SBS and Optus have the broadcast rights to the 2017 Confederations Cup.
STADIUMS courtesy of AFP
With venues spread up to 1,200 miles (1,900 kilometers) apart, the Confederations Cup will certainly be a test of transport links. Policing is another area under scrutiny, while Russian officials are also eager for initially slow ticket sales to speed up.
ST. PETERSBURG: Saint Petersburg Stadium, 68, 134 capacity
Founded in the 18th century as Russia’s “window to Europe,” St. Petersburg has a wealth of historic buildings, palaces and theaters. Its stadium stands out like a sore thumb.

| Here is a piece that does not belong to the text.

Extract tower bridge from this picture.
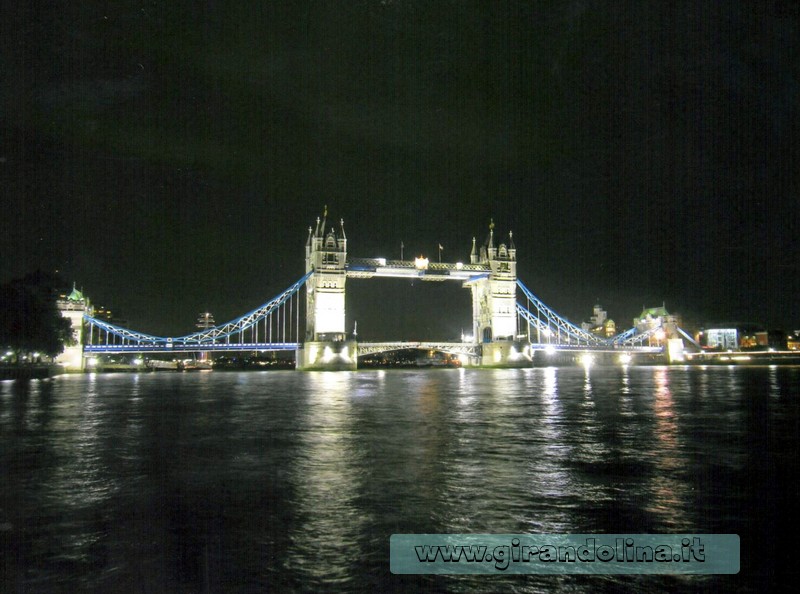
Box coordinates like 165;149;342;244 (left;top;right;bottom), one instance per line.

Designed to resemble a spaceship, the bulbous 69,000-seat arena towers above other structures on the Baltic Sea coastline. It’s the problem child of Russia’s World Cup, with repeated cost increases, technical problems and corruption allegations.
Workers who built the stadium faced “issues related to health and safety, timely payment of salaries and accommodation,” according to a FIFA inspection, which also found “strong evidence” that North Korean laborers were used. The field is a particular problem after it cut up badly during two Russian league games in the spring and needed to be relaid. Organizers will be hoping the opening game between Russia and New Zealand on Saturday won’t wreck the new surface, too.
With one of Russia’s most popular clubs, Zenit St. Petersburg, in residence, the stadium’s legacy is secure.
St. Petersburg can be reached by Moscow by plane, in about four hours on a high- speed Sapsan train, or on a slower – and traditionally Russian – overnight train.
KAZAN: Kazan Arena, 45, 379
The Kazan Arena was the blueprint for many of Russia’s new stadiums for the 2018 World Cup with its 45,000 capacity and huge price tag.
It’s also “Exhibit A” for fears about the tournament’s legacy. Only 3,041 fans turned up to watch a Russian league game between Rubin Kazan and FC Krasnodar on April 15, an attendance which would be disappointing almost anywhere in Europe.
Despite Rubin’s two Russian titles and occasional wins over European powers, soccer just hasn’t caught on in Kazan, a city of more than a million people.
Operationally, the stadium has few problems. It opened in 2013 and has hosted the world swimming championships, Russian league games and the international University Games with minimal fuss.
Kazan itself is an old and traditionally Muslim city, though one which wears its religion lightly. There are no restrictions on, for example, alcohol sales. From Moscow, it’s a 90-minute flight or an overnight train ride.
SOCHI: Fisht Stadium – 47, 659
Nestled between ski slopes and the beach, Sochi is Russia’s best-known vacation destination.
Russian organizers hope it’ll be a treat for foreign fans, especially the 47,700-seat Fisht Stadium, which offers views of the Caucasus Mountains at one end and the Black Sea at the other.
The weather should be warm, and strong sea breezes could hurt teams who like to pass the ball long and high.
The stadium was built to host the opening and closing ceremonies for the 2014 Winter Olympics, but lay empty for almost three years after as it was reconfigured ahead of hosting its first soccer game in March. During that time, new seats were installed behind the goals, but tickets haven’t gone on sale for some of those spots at the Confederations Cup because construction remains unfinished.
The stadium also has serious legacy concerns because it’s a half-hour train ride from the city and Sochi’s only professional club is a third-tier side which attracts tiny crowds.
Sochi is a short flight from Moscow, or a 24-hour train ride for adventurous fans.
MOSCOW: Spartak Stadium, 45, 360
The Russian capital’s Confederations Cup venue isn’t the vast Luzhniki Stadium, which hosted the 1980 Olympics and 2008 Champions League final. While Luzhniki is being renovated in time to hold next year’s World Cup final, the spotlight will be on Spartak Moscow’s 45,000-capacity arena across town. The only one of Russia’s 12 World Cup stadiums not built with government money, thanks to Spartak’s oil-billionaire president, it has operated smoothly since opening in 2014.
Attendances were high this season as Spartak won its first league title since 2001, and the stadium security and catering services have coped. Transport links from the center of the city are convenient, with two metro stations nearby.